Comment 6 Peter Staubach 2007-03-13 19:52:05 UTC
I could use some help in identifying a reproducible testcase, so, if
someone can identify a sequence of commands/whatever which will provoke
the messages, I would appreciate it.

Comment 7 Jeff Layton 2007-07-17 20:01:11 UTC
There are quite a few NFSv4 patches going into 4.6. Some of them may help this
situation. If you have a non-critical place to do so, please test the kernels on
my people page:

http://people.redhat.com/jlayton

and let me know if the issue is still reproducible.


Comment 8 Andrew Schultz 2007-08-10 18:36:38 UTC
I upgraded the kernel to 2.6.9-55.16.EL.jtltest.14 on the server and a couple
clients and switched back to NFS v4 with no problems.  I switched to NFS v4 on
my workstation (forgetting to upgrade the kernel) and I got a kernel panic
within a couple hours.  I upgraded the kernel and haven't any any problems in 4
days.

Comment 9 Jeff Layton 2007-08-10 19:31:45 UTC
Excellent. This is likely a duplicate of an existing bug, but without more info,
it's tough to know which. Do you happen to have the oops message from the kernel
panic? That may help us to determine the cause.




Comment 10 Andrew Schultz 2007-08-10 19:43:28 UTC
Created attachment 161077 [details]
/var/log/messages snippit from kernel panic

I got this after a bunch of messages like:
> nfs4_map_errors could not handle NFSv4 error 10026
> rpciod waiting on sync task!
> NFS: v4 server returned a bad sequence-id error!
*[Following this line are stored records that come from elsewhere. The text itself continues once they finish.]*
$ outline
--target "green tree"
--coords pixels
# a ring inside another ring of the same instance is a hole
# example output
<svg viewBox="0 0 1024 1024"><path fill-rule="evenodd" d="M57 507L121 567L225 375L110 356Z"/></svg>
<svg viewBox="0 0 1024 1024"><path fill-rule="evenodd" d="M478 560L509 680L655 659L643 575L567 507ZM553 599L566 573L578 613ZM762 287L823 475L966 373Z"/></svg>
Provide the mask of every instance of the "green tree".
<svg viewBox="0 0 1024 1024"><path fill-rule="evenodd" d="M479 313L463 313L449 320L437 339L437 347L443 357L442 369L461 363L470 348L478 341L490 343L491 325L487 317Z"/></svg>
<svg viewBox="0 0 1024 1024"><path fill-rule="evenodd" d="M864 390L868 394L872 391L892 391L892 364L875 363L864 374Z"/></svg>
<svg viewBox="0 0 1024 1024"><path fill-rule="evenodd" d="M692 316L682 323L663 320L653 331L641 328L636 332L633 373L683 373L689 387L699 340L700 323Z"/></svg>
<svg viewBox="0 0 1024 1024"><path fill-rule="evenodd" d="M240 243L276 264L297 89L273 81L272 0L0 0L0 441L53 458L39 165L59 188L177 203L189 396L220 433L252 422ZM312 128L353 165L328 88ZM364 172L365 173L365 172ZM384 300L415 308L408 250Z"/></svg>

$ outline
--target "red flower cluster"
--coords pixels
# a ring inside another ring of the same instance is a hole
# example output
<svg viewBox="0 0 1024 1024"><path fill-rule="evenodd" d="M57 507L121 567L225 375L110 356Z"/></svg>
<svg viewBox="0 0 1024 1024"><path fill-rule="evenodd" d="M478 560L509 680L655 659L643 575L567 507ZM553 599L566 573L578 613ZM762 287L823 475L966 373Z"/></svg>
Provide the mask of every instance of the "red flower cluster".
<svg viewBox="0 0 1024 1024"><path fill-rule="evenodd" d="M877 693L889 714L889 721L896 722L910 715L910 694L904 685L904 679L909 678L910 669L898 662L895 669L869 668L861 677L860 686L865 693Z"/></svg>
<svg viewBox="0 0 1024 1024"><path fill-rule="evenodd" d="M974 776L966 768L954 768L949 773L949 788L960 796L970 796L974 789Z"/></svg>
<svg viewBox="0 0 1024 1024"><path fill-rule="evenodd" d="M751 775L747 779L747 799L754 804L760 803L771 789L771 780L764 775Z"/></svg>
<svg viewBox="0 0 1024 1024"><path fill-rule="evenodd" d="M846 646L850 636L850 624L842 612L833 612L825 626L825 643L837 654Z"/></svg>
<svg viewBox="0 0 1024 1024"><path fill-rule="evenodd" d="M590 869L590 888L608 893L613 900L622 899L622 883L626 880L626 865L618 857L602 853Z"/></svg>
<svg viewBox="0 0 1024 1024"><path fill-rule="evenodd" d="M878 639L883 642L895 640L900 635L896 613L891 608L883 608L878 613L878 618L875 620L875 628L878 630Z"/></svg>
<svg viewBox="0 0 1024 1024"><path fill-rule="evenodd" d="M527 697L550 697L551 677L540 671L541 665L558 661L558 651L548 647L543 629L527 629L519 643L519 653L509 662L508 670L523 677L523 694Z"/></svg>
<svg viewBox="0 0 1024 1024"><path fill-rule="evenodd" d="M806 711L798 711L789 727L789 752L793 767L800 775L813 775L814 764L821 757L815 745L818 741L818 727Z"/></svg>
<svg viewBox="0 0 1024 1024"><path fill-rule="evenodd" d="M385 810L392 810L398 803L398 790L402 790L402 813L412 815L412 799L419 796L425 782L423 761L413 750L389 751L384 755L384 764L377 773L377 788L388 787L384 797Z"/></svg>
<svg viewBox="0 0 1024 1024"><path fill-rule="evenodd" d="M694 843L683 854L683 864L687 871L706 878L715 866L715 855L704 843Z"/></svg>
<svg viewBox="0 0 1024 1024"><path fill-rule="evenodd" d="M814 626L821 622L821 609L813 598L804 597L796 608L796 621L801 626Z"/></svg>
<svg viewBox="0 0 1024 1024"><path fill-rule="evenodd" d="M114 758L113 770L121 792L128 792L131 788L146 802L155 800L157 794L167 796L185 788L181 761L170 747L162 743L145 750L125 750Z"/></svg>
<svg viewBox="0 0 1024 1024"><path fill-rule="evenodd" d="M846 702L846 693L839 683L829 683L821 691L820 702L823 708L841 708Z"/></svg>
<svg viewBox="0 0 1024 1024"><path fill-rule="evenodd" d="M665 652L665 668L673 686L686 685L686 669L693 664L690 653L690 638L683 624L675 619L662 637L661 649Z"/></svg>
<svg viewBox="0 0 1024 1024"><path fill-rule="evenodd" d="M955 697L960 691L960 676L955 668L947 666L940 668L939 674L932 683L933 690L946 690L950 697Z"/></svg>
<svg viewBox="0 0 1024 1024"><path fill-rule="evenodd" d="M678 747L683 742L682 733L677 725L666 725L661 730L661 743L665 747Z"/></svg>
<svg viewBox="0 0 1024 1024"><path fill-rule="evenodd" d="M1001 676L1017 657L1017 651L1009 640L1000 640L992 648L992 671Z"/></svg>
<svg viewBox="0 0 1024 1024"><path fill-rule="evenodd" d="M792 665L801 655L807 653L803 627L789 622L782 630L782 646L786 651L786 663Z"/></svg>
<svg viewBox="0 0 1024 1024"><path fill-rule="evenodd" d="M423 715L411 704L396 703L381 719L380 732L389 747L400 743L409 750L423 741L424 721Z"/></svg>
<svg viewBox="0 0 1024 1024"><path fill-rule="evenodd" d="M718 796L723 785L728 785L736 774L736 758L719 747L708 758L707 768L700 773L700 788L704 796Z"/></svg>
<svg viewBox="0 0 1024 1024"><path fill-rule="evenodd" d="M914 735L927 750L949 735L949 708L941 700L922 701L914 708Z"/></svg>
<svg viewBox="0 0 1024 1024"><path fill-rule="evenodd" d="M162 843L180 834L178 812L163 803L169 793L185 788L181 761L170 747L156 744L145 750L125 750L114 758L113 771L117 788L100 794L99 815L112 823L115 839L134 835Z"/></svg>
Hopefully the call trace is helpful.  The rest doesn't make much sense to me. 
:)

Comment 11 Jeff Layton 2007-08-10 19:50:21 UTC
Thanks. Closing this as a duplicate...



*** This bug has been marked as a duplicate of 209419 ***

Comment 12 Jeff Layton 2007-08-10 19:55:39 UTC
Technically, I think this is really 2 separate issues. This is also related to
bug #228292, which deals with the "rpciod waiting on sync task" problem. The
panic you've seen is related to the bug that this was closed against. Both
problems should be addressed in 4.6.